Mais alors, cette main gauche si souple et ferme du pianiste Carl-Henri Morisset, n’est-elle pas trempée dans le meilleur du swing ? De fait, le jeune pianiste parisien et le vieux briscard étasunien entament un dialogue des plus poignants sur des standards éternels. En cette île provençale, « Harlem Nocturne » fend le cœur, évidemment. Ah ce vibrato de Shepp : son jeu de saxophone, entre tendresse et révolte, n’a plus rien à prouver. Les feuilles du figuier majestueux du fort Saint-Agathe en frémissent d’extase. Archie Shepp, en vénérable architecte musical, donne à la matière musicale la forme d’un château dans le ciel. Et lorsque, chantant, il se fait crooner, on le sent plus amoureux que jamais. Quand, s’emparant du gospel « Sometimes I Feel Like a Motherless Child », il est comme possédé.

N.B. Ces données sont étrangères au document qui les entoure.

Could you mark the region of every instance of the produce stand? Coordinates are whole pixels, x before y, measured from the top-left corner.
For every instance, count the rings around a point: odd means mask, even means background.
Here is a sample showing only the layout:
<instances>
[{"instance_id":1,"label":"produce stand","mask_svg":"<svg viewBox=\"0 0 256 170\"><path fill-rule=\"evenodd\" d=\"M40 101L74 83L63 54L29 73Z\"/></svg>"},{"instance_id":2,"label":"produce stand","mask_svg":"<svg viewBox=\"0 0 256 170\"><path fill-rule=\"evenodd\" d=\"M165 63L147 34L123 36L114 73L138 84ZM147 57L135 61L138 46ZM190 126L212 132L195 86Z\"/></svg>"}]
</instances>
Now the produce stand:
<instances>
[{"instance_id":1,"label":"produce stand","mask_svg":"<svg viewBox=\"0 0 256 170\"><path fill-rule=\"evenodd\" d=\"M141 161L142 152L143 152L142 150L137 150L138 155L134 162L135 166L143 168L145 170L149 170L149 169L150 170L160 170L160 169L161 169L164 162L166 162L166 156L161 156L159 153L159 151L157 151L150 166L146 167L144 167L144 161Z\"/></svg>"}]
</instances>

Archie Shepp (Michel Laborde)

La deuxième partie de cette soirée « sheppienne », consacrée à « Art & Spiritual Songs », se présente sous la forme d’un big band, pour partie échappé de l’aventure d’Attica Blues revisité. Ainsi de la présence de Marion Rampal, de la Compagnie Nine Spirit (dirigée par Raphaël Imbert), devenue ici chef de chœur et assurant la fonction avec une intensité vocale et spirituelle particulièrement enlevée. Avec une mention spéciale pour le jeune trompettiste Olivier Miconi, local de l’étape, qui se voit décerner moult solos, quelques belles occasions de dialogue musical épicé avec son « parrain » et surtout une coda d’anthologie puisqu’il lui appartient de conduire l’orchestre jusqu’à l’acmé de « The Cry of My People » par les inflexions de son jeu. Un répertoire certes connu et reconnu mais qui n’en prend pas moins toujours valeur de manifeste, en particulier lorsqu’Archie Shepp dédie un morceau à sa mère (le funkyssime « Mama Too Tight »), rappelant au public que sa propre grand-mère est née esclave.

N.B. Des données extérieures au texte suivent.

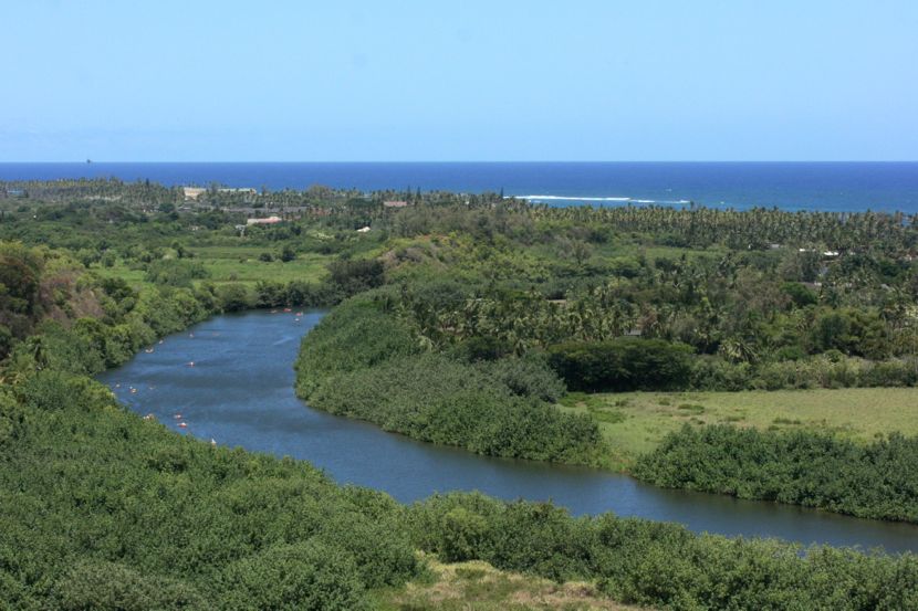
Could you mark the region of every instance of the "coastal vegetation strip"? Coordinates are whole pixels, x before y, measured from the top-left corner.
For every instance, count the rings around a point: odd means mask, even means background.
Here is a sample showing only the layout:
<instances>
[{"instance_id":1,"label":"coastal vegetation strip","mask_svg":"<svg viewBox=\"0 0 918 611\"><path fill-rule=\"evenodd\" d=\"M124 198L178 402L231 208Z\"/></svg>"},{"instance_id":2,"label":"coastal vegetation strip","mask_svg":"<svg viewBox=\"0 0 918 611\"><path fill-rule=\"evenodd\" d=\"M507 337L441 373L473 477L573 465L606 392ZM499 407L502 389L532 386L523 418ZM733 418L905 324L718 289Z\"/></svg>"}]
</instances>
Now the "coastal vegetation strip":
<instances>
[{"instance_id":1,"label":"coastal vegetation strip","mask_svg":"<svg viewBox=\"0 0 918 611\"><path fill-rule=\"evenodd\" d=\"M619 415L591 410L587 396L564 399L565 384L914 392L918 219L553 210L495 194L323 189L212 189L189 203L176 189L117 181L24 189L28 197L0 202L0 236L22 242L0 246L0 478L11 491L0 496L7 607L252 609L294 601L359 609L371 604L367 591L419 579L418 550L441 561L483 560L499 570L590 582L627 604L918 605L911 555L802 554L776 541L697 536L612 515L572 518L551 505L480 495L405 507L372 491L338 488L301 463L170 434L126 412L88 377L215 312L350 297L316 329L314 348L304 344L301 393L420 439L603 464L615 452L603 433ZM395 200L405 206L383 203ZM298 211L243 232L236 225L252 212L237 210L239 203L258 213ZM264 277L237 271L233 281L229 267L205 263L208 251L196 253L237 246L249 249L240 251L240 271L258 268ZM227 261L226 253L210 254ZM311 271L279 281L271 277L277 259L303 261ZM645 376L655 350L682 355L688 369ZM372 401L378 389L398 401ZM565 412L581 403L586 413ZM690 418L703 418L703 403L686 404ZM774 477L763 481L781 501L828 498L813 504L914 516L914 440L865 445L807 431L706 424L674 433L660 454L647 454L645 475L666 474L657 467L667 463L678 470L675 484L665 485L737 494L730 481L710 485L679 471L687 461L678 454L690 446L711 464L729 464L724 454L734 454L739 470L719 471L734 476L742 494L753 476L747 465L760 462L773 466ZM823 462L812 460L814 452ZM874 477L868 468L884 465L903 465L900 478ZM825 474L838 471L862 496L842 491L843 503L825 494L832 492ZM786 473L797 480L782 480ZM795 482L806 495L789 494ZM899 496L885 497L884 486Z\"/></svg>"}]
</instances>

11 juillet, un final entre spiritualité et danse

Le trio de Yonathan Avishai déverse des mélismes d’une rare intensité. Une délicatesse sans pareille, avec un art suprême du silence conquiert le public. Les compositions du pianiste leader, qui se retrouvent sur l’album désormais paru sur ECM, regorgent du groove le plus universel, empruntant là au swing, ici à l’univers mandingue, et bien souvent à l’enfance. Son jeu si nuancé s’immisce dans les propositions d’une rythmique aux accents plus que bienveillants. Quand, au détour d’un chorus il emprunte quelque chemin bluesy, c’est pour mieux revenir à quelque comptine, soutenu par le jeu aérien de Donald Kontomanou (formidable aux cymbales), et par la contrebasse poétique de Yoni Zelnik. L’interplay développé par ce trio se bonifie dans l’espace insulaire, au point que le leader devait déclarer : « On n’a pas tous les jours l’occasion de jouer si près de la terre, de la mer et même du ciel, nous qui jouons habituellement dans des salles, des clubs, des boîtes, et qui répétons dans des caves ».

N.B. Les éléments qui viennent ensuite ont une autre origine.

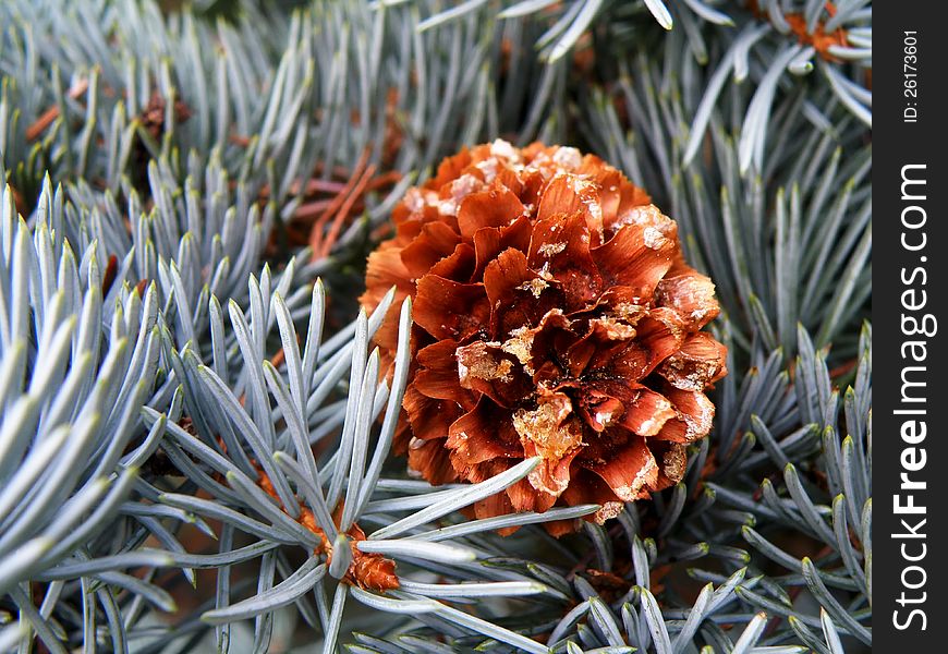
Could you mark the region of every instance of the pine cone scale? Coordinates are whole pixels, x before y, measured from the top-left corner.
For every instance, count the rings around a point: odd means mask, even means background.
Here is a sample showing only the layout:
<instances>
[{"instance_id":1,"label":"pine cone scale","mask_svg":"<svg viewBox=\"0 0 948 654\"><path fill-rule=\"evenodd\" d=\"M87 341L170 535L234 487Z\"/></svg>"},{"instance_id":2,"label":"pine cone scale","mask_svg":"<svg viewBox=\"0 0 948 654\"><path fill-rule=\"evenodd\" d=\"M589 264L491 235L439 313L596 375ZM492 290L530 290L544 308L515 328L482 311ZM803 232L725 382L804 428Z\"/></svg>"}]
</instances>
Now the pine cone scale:
<instances>
[{"instance_id":1,"label":"pine cone scale","mask_svg":"<svg viewBox=\"0 0 948 654\"><path fill-rule=\"evenodd\" d=\"M648 202L596 157L495 142L393 211L364 302L382 281L415 300L397 446L433 483L540 458L474 516L595 502L605 520L677 483L684 445L710 429L704 390L727 354L698 331L718 313L714 284Z\"/></svg>"}]
</instances>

Fin de festival avec le collectif sud-africain BCUC, un ensemble de voix et percussions qui hurle la douleur du Soweto post-apartheid. Ce n’est pas du jazz ? Et alors ? Le public des premiers rangs, assis, finit par s’entendre crier « debout » (ce public qui parfois hurle « assis » à ceux qui veulent danser) par les spectateurs du fond et finit par se laisser entraîner dans une danse aux parfums d’émeute.